Senators Menendez and Cruz asked the State Department to include information on the role in human rights violations and corruption of the following individuals in its upcoming report:

  • President Daniel Ortega, who is supreme chief of the National Police and has sweeping powers, including to “command” the police and to dismiss police chiefs when they disobey his orders;
  • Retired General Aminta Granera, former National Police chief, who was the head of the force until Díaz replaced her;
  • General Ramon Avellán, deputy National Police chief, who acted as the highest-ranking member of the National Police in Masaya, where police and armed pro-government gangs brutally repressed protesters;
  • General Jaime Vanegas, the National Police inspector general, who is required under Nicaraguan law to investigate alleged rights violations by police officers and sanction those responsible;
  • General Luis Pérez Olivas, chief of the Directorate of Judicial Assistance (DAJ, also known as El Chipote), which is the “main place” where authorities perpetrated egregious abuses against anti-government demonstrators, the Office of the United Nations High Commissioner for Human Rights (OHCHR) has said;
  • General Justo Pastor Urbina, chief of the Department of Special Operations (DOEP, by its Spanish acronym), which played a “central role” in the repression throughout the country, according to the Interdisciplinary Group of Independent Experts of the Inter-American Commission on Human Rights (IACHR);
  • Julio Guillermo Orozco, director general of the national penitentiary system;
  • Darling Morales Duarte, director of the Tipitapa “Jorge Navarro” Penitentiary, known as “La Modelo;” and
  • Donald Pérez Gray, director of the maximum-security area at La Modelo prison.
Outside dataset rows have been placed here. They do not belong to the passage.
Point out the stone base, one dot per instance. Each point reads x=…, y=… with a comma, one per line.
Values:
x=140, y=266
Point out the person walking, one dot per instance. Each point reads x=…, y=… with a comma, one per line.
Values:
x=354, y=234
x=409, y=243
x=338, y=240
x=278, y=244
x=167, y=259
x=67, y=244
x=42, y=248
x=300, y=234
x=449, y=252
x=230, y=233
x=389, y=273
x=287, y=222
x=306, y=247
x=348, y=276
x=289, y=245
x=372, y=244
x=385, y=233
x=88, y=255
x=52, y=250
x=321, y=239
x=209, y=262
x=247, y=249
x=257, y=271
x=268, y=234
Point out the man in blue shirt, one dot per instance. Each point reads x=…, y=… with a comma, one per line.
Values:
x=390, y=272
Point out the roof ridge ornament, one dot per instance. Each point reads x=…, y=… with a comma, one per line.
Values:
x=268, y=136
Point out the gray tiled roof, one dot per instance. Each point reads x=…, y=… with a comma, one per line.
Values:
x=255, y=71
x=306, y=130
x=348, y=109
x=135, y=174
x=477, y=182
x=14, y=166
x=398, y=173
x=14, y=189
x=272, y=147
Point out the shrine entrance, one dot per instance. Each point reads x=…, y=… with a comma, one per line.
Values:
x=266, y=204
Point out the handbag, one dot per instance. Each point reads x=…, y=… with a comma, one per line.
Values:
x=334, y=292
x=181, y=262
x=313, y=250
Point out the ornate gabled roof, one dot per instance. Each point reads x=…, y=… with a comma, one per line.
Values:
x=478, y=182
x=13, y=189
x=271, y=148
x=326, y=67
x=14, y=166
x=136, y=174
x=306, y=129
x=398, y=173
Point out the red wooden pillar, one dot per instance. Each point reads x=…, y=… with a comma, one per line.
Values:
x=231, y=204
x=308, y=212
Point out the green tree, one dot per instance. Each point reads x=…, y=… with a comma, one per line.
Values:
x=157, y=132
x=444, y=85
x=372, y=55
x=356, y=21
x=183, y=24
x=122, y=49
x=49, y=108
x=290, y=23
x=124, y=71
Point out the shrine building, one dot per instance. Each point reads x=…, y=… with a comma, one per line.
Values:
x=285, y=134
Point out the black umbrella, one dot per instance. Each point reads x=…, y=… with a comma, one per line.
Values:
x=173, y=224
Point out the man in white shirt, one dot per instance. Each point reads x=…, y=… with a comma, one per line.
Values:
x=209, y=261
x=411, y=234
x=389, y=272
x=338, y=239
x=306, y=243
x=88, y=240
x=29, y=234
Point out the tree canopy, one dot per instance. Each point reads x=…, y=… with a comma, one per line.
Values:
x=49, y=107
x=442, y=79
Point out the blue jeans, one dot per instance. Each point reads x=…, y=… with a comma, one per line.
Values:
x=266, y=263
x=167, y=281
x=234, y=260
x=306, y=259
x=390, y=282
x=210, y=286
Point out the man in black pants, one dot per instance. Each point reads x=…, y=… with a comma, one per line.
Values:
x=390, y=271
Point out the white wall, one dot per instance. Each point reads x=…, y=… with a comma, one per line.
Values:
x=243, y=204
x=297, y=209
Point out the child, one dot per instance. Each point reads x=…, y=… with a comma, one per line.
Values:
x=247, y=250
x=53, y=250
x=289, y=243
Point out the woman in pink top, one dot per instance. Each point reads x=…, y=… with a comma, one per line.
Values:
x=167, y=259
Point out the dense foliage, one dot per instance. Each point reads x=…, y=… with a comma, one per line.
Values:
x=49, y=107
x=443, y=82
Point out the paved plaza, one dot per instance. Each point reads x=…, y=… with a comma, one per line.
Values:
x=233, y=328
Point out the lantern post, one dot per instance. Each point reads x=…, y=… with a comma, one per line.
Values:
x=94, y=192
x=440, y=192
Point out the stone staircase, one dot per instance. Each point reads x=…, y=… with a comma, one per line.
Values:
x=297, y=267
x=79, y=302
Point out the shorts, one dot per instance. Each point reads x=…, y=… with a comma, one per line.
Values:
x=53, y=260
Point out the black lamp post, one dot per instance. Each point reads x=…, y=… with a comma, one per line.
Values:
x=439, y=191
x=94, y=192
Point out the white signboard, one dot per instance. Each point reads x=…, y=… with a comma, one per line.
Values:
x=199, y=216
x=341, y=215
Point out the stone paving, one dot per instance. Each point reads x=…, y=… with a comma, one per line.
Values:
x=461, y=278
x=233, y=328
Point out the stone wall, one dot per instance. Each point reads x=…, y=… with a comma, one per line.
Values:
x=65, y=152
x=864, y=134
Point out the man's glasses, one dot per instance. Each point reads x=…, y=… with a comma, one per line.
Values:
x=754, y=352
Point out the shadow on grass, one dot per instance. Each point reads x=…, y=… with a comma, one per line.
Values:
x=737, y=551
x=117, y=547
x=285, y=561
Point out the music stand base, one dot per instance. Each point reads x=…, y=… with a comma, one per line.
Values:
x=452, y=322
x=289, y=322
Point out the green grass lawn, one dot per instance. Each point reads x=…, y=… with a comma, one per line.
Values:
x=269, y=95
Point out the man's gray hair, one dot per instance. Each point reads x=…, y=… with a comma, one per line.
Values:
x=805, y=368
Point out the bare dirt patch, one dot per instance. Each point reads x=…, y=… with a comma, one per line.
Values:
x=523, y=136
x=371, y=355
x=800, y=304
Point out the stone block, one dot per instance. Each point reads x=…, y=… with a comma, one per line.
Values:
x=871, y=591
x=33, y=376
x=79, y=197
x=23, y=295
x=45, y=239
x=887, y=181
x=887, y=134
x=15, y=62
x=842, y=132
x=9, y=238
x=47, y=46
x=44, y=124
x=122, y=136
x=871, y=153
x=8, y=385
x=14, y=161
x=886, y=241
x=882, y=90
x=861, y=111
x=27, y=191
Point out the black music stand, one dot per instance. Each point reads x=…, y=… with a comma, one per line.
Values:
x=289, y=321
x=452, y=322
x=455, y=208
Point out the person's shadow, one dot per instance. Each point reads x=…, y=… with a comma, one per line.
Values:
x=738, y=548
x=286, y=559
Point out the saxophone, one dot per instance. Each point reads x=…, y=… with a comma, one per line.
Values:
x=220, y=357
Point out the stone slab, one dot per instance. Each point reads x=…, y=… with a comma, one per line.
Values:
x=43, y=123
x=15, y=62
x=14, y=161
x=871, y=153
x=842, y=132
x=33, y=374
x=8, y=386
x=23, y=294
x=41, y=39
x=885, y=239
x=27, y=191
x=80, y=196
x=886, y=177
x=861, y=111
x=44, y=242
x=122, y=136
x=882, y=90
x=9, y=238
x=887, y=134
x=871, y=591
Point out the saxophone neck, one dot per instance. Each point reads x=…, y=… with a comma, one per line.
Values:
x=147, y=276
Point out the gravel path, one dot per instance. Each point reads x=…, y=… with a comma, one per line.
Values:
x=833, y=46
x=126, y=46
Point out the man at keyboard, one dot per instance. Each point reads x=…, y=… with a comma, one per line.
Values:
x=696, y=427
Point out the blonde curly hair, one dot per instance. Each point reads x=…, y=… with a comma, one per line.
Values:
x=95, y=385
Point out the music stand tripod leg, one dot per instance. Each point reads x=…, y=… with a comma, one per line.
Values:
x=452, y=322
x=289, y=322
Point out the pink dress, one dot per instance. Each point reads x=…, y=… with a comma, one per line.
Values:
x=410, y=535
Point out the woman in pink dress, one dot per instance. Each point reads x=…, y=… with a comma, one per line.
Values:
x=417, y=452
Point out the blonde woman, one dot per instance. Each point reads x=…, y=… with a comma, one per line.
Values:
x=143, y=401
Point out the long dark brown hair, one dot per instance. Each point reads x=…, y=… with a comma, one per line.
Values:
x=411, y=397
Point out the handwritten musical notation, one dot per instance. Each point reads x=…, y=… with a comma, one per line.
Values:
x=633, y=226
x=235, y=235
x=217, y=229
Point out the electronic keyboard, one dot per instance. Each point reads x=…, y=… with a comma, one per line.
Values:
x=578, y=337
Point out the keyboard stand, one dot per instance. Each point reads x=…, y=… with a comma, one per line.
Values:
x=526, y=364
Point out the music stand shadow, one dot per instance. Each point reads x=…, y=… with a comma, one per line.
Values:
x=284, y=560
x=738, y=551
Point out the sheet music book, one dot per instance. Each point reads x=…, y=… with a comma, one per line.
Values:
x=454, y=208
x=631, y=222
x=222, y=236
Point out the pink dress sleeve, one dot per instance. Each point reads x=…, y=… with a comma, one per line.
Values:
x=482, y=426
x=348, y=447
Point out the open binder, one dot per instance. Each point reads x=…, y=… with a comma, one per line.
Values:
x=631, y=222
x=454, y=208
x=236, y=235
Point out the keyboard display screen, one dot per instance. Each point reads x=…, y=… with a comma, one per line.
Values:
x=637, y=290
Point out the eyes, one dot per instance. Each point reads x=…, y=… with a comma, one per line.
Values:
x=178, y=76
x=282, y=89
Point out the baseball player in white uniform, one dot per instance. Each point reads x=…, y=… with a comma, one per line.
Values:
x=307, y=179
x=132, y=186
A Human Rights Watch report released in June, “Crackdown in Nicaragua,” found many of those detained in the context of anti-government protests had been subjected to serious abuses, in some cases amounting to torture – including electric shocks, severe beatings, asphyxiation, rape, and pulling out their fingernails. Some were reportedly denied medical care in public health centers. Detainees were also prosecuted in cases marred by serious due process violations.

Not a single police officer is known to be under investigation. President Ortega has promoted top officials who bear responsibility for the abuses, rather than holding them to account. A broad amnesty law for crimes committed in the context of anti-government protests came into force in June. There is a serious risk that the law will be used to protect officers responsible for serious abuses in the country from prosecution, Human Rights Watch said.

According to the Interior Ministry, 492 people jailed in the context of anti-government protests were released between February and June 10. But 78 percent of them were conditionally released with charges still pending against them.